Ханин пригладил гребешком редкие волосы, и все они пошли по коридору в комнату. Их знакомили по очереди с чинно сидящими на кровати и на стульях вдоль стен девушками и юношами. Стариков не было, кроме одного, выглядевшего так, точно все его тело скрепляли шарниры. Лапшин не сразу понял, что Лиходей Гордеич - так его почему-то называли - совершенно пьян и держится только страшным усилием воли. Он был весь в черном, и на голове у него был аккуратный пробор, проходивший дальше макушки до самой шеи.
– Тесть мой! - сказал про него Женя. - Маруси папаша!
Маруся была полногрудая, тонконогая, немного косенькая женщина, и держалась она так, точно до сих пор еще беременна, руками вперед. Она подала Лапшину руку дощечкой и сказала:
– Сдобникова. Садитесь, пожалуйста.
А Ханину и Балашовой сказала иначе:
– Маня. Присядьте!
В комнате играл патефон, и задушевный голос пел:
В последний раз
на смертный бой...
Гостей было человек пятнадцать, и среди них Лапшин увидел еще одного старого знакомого, "крестника" Хмелянского.

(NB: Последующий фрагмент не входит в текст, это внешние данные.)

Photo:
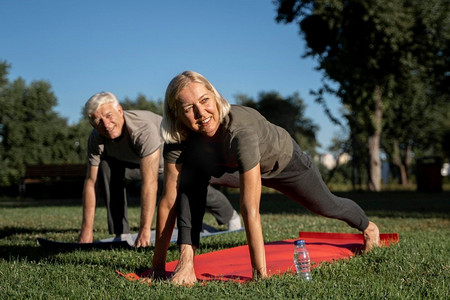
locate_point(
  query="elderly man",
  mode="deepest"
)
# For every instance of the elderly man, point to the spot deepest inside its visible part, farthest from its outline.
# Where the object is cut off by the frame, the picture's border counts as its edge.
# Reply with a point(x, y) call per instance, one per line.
point(126, 146)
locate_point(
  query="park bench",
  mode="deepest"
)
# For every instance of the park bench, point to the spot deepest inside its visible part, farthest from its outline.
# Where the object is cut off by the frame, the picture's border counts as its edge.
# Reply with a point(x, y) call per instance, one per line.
point(41, 178)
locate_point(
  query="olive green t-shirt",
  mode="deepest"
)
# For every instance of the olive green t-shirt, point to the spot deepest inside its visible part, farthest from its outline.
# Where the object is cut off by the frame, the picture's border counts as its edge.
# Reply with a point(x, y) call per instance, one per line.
point(245, 138)
point(140, 138)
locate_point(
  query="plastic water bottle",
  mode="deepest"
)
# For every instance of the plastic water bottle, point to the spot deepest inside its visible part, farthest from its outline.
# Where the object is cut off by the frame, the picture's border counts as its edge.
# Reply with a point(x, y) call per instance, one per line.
point(301, 260)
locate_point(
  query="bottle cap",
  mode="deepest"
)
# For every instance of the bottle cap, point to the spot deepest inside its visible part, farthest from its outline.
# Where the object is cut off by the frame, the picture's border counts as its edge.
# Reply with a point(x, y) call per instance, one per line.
point(299, 243)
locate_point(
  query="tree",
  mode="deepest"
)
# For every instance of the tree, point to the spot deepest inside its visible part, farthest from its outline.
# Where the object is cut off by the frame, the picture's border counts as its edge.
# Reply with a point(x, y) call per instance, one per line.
point(368, 49)
point(288, 113)
point(31, 132)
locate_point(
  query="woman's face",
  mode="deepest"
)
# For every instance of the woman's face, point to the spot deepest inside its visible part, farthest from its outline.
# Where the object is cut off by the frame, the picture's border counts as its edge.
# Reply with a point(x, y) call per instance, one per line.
point(198, 109)
point(108, 120)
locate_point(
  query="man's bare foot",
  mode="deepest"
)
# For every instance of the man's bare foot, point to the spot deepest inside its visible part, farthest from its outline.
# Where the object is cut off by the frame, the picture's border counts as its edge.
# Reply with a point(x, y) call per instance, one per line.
point(184, 276)
point(371, 237)
point(184, 273)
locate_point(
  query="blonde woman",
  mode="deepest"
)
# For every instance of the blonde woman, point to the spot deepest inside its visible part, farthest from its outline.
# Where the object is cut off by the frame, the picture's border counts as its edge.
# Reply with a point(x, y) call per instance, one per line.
point(209, 140)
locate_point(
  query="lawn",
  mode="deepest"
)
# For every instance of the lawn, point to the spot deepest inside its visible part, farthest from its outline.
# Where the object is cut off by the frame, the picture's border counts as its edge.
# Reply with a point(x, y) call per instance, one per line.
point(418, 267)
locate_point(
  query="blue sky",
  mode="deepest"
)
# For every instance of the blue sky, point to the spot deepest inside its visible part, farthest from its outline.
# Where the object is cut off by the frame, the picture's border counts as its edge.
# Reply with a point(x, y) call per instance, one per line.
point(136, 47)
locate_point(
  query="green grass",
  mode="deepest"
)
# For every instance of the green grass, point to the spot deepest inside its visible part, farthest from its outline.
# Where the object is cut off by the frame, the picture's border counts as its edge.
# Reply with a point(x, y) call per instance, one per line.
point(418, 267)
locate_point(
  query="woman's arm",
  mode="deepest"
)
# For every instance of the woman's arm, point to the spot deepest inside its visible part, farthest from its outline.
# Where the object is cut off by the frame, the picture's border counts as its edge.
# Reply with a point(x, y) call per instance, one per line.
point(149, 169)
point(166, 217)
point(250, 196)
point(89, 202)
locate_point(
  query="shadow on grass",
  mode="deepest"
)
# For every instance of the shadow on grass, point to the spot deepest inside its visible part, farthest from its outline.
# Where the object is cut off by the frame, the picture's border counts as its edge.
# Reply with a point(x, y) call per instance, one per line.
point(9, 231)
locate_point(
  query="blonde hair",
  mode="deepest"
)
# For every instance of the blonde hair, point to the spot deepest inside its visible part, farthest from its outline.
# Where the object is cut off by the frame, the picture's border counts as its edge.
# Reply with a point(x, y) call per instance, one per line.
point(172, 130)
point(98, 100)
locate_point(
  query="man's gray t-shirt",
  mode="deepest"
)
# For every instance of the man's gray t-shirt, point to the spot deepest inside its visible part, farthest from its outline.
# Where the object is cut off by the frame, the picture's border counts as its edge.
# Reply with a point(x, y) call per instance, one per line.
point(140, 138)
point(244, 139)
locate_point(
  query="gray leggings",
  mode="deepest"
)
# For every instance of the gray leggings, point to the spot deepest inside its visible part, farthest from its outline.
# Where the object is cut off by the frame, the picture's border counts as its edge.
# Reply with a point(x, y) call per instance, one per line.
point(300, 181)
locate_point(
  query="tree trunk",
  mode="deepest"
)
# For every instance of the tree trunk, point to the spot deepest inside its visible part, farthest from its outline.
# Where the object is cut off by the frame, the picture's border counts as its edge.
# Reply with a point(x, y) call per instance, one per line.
point(397, 161)
point(373, 142)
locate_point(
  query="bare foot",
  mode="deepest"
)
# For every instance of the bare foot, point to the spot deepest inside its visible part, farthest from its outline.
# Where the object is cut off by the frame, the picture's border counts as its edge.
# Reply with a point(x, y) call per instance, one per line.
point(371, 237)
point(184, 273)
point(184, 276)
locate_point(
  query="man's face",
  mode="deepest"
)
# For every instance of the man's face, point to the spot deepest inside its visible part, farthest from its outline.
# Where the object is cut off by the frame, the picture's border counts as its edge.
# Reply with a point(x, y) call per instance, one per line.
point(108, 120)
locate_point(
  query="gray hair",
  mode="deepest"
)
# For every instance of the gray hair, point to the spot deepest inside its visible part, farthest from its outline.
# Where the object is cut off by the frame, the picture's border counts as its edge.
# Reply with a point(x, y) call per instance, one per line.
point(98, 100)
point(172, 130)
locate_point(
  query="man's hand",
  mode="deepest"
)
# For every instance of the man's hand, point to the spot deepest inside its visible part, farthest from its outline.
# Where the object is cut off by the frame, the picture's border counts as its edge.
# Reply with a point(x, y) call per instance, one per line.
point(143, 239)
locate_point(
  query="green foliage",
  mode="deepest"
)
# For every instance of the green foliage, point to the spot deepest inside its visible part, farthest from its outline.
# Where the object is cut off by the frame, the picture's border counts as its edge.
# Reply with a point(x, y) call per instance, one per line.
point(416, 268)
point(288, 113)
point(387, 61)
point(31, 132)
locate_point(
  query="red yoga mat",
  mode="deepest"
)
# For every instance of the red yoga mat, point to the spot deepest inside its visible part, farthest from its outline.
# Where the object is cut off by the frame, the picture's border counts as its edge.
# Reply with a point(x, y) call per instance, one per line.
point(234, 263)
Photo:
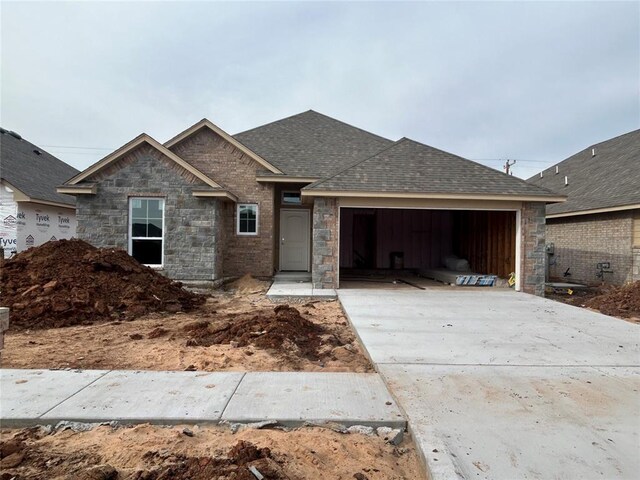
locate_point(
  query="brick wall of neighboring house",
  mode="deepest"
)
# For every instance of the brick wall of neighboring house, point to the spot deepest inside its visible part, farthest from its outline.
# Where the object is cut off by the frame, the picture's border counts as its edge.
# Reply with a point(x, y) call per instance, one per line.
point(326, 222)
point(533, 243)
point(583, 241)
point(236, 172)
point(191, 248)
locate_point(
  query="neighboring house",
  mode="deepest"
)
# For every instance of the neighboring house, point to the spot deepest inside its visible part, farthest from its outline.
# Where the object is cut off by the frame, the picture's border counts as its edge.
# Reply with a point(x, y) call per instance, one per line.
point(596, 232)
point(31, 210)
point(307, 193)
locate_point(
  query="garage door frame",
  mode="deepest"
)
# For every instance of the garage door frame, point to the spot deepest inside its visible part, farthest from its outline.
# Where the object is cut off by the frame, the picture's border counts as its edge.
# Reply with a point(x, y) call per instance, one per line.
point(437, 204)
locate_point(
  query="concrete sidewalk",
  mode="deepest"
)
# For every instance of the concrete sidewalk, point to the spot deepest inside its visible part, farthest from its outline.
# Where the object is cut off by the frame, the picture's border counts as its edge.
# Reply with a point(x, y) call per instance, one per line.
point(502, 385)
point(37, 397)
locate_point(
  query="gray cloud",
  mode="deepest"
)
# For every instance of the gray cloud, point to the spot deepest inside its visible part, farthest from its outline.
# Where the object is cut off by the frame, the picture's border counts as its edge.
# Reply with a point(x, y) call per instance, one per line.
point(534, 81)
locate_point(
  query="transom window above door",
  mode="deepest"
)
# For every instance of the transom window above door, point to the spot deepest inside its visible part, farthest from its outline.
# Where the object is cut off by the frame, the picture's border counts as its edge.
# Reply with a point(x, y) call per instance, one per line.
point(146, 230)
point(247, 219)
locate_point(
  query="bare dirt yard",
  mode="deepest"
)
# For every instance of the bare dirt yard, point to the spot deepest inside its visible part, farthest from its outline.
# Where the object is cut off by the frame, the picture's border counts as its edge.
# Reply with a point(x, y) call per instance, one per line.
point(229, 332)
point(622, 302)
point(147, 452)
point(77, 306)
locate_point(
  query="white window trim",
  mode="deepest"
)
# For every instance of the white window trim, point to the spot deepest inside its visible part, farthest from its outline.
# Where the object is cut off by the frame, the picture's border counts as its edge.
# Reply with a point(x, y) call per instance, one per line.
point(247, 234)
point(130, 241)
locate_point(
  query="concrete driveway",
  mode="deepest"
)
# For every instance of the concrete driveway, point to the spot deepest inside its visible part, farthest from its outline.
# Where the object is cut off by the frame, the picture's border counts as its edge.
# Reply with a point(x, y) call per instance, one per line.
point(503, 385)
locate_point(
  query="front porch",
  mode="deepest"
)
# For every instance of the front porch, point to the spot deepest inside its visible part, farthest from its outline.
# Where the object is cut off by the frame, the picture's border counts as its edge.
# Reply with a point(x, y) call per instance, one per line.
point(297, 285)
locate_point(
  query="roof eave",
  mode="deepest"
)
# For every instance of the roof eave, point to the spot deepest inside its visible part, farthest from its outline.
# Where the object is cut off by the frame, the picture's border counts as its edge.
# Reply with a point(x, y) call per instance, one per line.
point(452, 196)
point(285, 179)
point(20, 196)
point(593, 211)
point(133, 144)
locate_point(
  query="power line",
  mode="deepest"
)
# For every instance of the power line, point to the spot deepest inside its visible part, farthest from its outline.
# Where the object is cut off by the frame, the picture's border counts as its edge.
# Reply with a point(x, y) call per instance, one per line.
point(80, 148)
point(518, 159)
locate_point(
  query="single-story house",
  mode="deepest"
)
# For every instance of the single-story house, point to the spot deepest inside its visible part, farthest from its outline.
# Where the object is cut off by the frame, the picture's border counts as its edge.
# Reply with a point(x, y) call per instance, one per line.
point(31, 210)
point(594, 236)
point(307, 193)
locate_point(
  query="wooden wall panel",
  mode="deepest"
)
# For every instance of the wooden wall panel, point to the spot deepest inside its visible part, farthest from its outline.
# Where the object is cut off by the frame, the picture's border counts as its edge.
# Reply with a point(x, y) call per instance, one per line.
point(487, 239)
point(423, 236)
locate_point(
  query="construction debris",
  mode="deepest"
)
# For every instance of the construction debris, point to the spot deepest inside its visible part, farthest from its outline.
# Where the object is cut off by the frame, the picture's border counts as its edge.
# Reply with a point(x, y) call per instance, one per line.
point(69, 282)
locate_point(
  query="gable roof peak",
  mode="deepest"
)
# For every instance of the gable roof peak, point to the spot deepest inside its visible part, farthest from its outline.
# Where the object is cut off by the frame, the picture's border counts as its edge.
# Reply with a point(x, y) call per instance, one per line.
point(205, 122)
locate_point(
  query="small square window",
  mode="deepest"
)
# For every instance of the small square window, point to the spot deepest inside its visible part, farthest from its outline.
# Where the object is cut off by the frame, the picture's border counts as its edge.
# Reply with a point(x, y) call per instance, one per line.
point(291, 198)
point(247, 220)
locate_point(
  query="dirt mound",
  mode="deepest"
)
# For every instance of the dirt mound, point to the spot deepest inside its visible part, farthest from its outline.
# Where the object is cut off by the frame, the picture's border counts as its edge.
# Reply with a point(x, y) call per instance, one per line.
point(281, 328)
point(618, 301)
point(158, 465)
point(236, 465)
point(69, 282)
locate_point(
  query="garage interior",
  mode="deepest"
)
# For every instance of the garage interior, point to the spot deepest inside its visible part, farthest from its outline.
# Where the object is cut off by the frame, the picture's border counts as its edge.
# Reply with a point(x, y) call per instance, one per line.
point(387, 244)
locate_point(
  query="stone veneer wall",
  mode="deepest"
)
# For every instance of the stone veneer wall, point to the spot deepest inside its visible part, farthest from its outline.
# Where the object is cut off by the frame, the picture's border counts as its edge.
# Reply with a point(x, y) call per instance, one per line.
point(234, 170)
point(583, 241)
point(191, 240)
point(533, 242)
point(326, 235)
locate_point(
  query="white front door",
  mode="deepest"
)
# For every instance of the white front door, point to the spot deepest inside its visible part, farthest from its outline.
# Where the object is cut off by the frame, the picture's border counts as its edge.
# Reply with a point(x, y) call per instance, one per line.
point(294, 240)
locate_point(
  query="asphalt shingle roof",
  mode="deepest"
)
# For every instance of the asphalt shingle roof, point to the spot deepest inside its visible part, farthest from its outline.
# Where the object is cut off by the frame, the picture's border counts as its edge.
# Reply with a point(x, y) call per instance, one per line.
point(311, 144)
point(408, 166)
point(36, 175)
point(609, 179)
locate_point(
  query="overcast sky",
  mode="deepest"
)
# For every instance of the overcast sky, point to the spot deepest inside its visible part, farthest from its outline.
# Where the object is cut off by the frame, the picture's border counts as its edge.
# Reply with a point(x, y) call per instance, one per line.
point(534, 81)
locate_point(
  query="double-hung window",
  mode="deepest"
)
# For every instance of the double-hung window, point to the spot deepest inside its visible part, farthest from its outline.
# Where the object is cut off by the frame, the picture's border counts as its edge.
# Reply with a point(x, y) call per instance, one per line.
point(247, 219)
point(146, 230)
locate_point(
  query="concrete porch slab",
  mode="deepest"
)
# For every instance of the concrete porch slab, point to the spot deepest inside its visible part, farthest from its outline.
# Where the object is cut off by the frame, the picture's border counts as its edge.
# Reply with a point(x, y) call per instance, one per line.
point(154, 397)
point(291, 398)
point(282, 290)
point(29, 394)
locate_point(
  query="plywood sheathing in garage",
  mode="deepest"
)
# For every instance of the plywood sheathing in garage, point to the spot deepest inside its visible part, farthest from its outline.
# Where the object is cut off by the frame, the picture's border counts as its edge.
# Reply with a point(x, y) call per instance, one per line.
point(487, 239)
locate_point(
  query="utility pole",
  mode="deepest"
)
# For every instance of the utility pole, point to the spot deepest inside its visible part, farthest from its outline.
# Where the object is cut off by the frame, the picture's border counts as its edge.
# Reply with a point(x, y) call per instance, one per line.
point(507, 166)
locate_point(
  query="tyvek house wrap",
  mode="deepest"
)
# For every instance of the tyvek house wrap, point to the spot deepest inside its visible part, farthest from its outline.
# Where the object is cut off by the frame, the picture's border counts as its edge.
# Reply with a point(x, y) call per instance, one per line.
point(24, 224)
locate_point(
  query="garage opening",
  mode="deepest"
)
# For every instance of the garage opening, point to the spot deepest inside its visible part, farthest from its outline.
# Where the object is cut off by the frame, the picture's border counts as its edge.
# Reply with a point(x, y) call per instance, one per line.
point(427, 247)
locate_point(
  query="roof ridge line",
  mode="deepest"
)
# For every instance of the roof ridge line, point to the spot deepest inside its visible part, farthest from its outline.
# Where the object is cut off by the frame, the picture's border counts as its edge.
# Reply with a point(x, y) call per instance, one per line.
point(493, 170)
point(320, 182)
point(352, 126)
point(270, 123)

– Производственная травма, что ли? - спросил Лапшин, разглядывая огромный запудренный синяк на подбородке и щеке Хмели. - Охрана труда, где ты?
Хмеля кротко улыбнулся и ничего не ответил. Но тут же решил, что Иван Михайлович может подумать, что он, Хмеля, пьянствует и дерется. Эта мысль испугала его, и он сказал, что упал в подворотне своего дома, поскользнувшись и подвернув ногу.
– Хромаю даже! - добавил Хмелянский.
– Жмакина давно не встречал? - спросил Иван Михайлович, словно о знакомом инженере, или токаре, или бухгалтере. Спросил походя, легко, без нажима и, услышав, что давно, кивнул головой, словно иного ответа не ждал. Потом задумчиво произнес: - Заявился он, по Ленинграду ходит. А мне побеседовать с ним надо, очень надо...
Потом смотрели сдобниковскую дочку. Маруся подняла ее высоко, и все стали говорить, как и полагается в таких случаях, что дочка "удивительный ребенок", "красоточка", что вообще она вылитый папаша, а глазки у нее мамашины. Веселый морячок Зайцев даже нашел, что ручки у девочки "дедушкины". Наконец наступила пауза, про дочку сказали всё. Тогда патефон заиграл "Кавалерийский марш", - это была старая, дореволюционная граммофонная пластинка, и все сели за стол. Лапшина посадили рядом с Балашовой, а Ханина и Хмелянского, как знакомых Ивана Михайловича, напротив. Женя сел слева от Лапшина и налил ему водки.